Carlo Guaita: Sculture e Disegni
di Andrea B. Del Guercio
1984
Mi sia permesso riprendere dall’intervento introduttivo alla Mostra di Carlo Guaita dello scorso gennaio di Vanni Scheiwiller dove si riporta, secondo un vizio diffuso della critica italiana, una riduttiva lettura della situazione creativa fiorentina, sulla quale, d’altra parte, pesa negativamente, cioè con perdita di contrattualità, una condizione che coinvolge le diverse componenti del sistema dell’arte, l’inospitalità espositiva cittadina lontana da una strategia e pratica fondata su principi e metodologie aggiornate.
Sebbene ancora attenda di essere scritta e soprattutto esposta correttamente la storia e le diverse sue soluzioni nate e sviluppatesi a Firenze ed in Toscana, essa annovera, con fatti specifici e d’insieme, le diverse tappe susseguitesi in questo dopo guerra: dai movimenti realistici a quelli della figurazione critica, dalla ricerca astratta alle giovani esperienze informali e progettuali degli anni ’70, ed oggi vive un livello di creatività sicuramente vivace, sostenuto in particolar modo da un contesto generazionale nuovo, solidamente formato e correttamente auto responsabile, ed all’interno del quale si pone con autonomo spazio Carlo Guaita.
Ora seguendo Carlo Guaita lungo l’arco decisivo di quest’ultimo anno ho riconosciuto e stimato profondamente un autore concentratissimo sul tentativo di messa a fuoco, tra le allettanti stimolazioni offerte dal paesaggio visivo recente e contemporaneo, di una strategia espressiva il cui luogo prospettico era la ricerca della condizione primaria o storia oggettiva di un materiale scelto e selezionato con valore simbolico, la lamiera ed il tondino di ferro, di un’epoca industriale, forse già caratterizzatosi di umori archeologici rispetto alla svolta elettronica della nostra storia contemporanea, e con questi umori intendendo operare sulla sua solidità simbolico culturale, sul suo depositato valore e significato collettivo.

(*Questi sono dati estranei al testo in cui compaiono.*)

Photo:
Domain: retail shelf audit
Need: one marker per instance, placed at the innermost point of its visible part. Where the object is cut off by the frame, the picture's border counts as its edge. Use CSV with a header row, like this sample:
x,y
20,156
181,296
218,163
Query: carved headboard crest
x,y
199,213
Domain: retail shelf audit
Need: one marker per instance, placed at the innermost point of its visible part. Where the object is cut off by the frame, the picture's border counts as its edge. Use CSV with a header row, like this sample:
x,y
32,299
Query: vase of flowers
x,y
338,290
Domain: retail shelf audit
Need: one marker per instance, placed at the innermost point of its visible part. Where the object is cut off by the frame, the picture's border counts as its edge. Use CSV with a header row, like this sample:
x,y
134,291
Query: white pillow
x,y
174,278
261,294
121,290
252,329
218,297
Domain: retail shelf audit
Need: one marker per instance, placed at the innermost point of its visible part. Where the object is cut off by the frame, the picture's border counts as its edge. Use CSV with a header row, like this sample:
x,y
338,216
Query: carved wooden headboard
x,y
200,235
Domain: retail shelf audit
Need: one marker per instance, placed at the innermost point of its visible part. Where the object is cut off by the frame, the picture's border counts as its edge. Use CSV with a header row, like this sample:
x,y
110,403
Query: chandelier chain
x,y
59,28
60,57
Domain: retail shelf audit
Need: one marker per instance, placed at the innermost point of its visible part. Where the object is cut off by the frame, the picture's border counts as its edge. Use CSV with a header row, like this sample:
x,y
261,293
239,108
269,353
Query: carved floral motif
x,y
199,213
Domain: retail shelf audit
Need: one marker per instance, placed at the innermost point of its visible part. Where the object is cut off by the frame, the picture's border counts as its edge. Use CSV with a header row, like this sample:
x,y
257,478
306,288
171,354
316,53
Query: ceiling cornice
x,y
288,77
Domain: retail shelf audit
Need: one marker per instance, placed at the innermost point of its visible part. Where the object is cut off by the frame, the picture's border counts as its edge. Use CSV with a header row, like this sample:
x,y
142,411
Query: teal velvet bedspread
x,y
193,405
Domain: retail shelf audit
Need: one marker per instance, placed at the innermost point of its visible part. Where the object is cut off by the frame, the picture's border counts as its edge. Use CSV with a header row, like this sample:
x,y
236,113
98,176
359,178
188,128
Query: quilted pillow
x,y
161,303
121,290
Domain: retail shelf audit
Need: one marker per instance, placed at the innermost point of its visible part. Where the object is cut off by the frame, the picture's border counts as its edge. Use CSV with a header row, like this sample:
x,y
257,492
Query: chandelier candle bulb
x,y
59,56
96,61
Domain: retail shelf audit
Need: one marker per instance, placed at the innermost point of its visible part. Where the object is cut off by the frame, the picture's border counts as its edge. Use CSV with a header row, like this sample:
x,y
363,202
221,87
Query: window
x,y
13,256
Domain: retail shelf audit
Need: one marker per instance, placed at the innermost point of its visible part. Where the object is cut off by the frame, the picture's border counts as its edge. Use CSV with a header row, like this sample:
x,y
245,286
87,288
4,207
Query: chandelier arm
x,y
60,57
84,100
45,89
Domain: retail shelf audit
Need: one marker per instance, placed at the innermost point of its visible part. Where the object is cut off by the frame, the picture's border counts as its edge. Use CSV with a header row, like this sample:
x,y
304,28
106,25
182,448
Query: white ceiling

Ora se agli inizi la ricerca si caratterizzava per un formulario linguistico ironico e de retoricizzante dei principi della scultura monumentale, ciò ha permesso a Guaita soprattutto il conseguimento di un’esperienza tecnica dai dati di fruizione immediata, di manipolazione libera da imperativi estetici narrativi e quindi l’apprendimento delle proprietà interne al materiale e del valore di segnalazione del colore riportato; la lamiera e soprattutto il tondino vivacemente dipinto prendevano, sensibilmente alleggeriti della loro naturale composizione, il ruolo del gioco, la via dell’aria e delle onde della musica.
Ma questa prima stagione espressiva vitalistica ed ironica, importante sul piano tecnicolinguistico, ha subito progressivamente una chiara responsabilizzazione con soluzioni sempre meno di racconto e di esteriorizzazione del contenuto interno all’opera materiale ed all’operare la manipolazione espressiva l’attività di Carlo Guaita si indirizza oggi sulla oggettualizzazione della vita interna dell’opera, in particolare delle sue possibilità e natura tecnica e quindi ponendo le basi per il conseguimento ed acquisizione dell’intimo linguaggio, racchiuso segretamente all’interno, stimolato dalla minima trasgressione, il taglio, e dalla manipolazione, la curvatura.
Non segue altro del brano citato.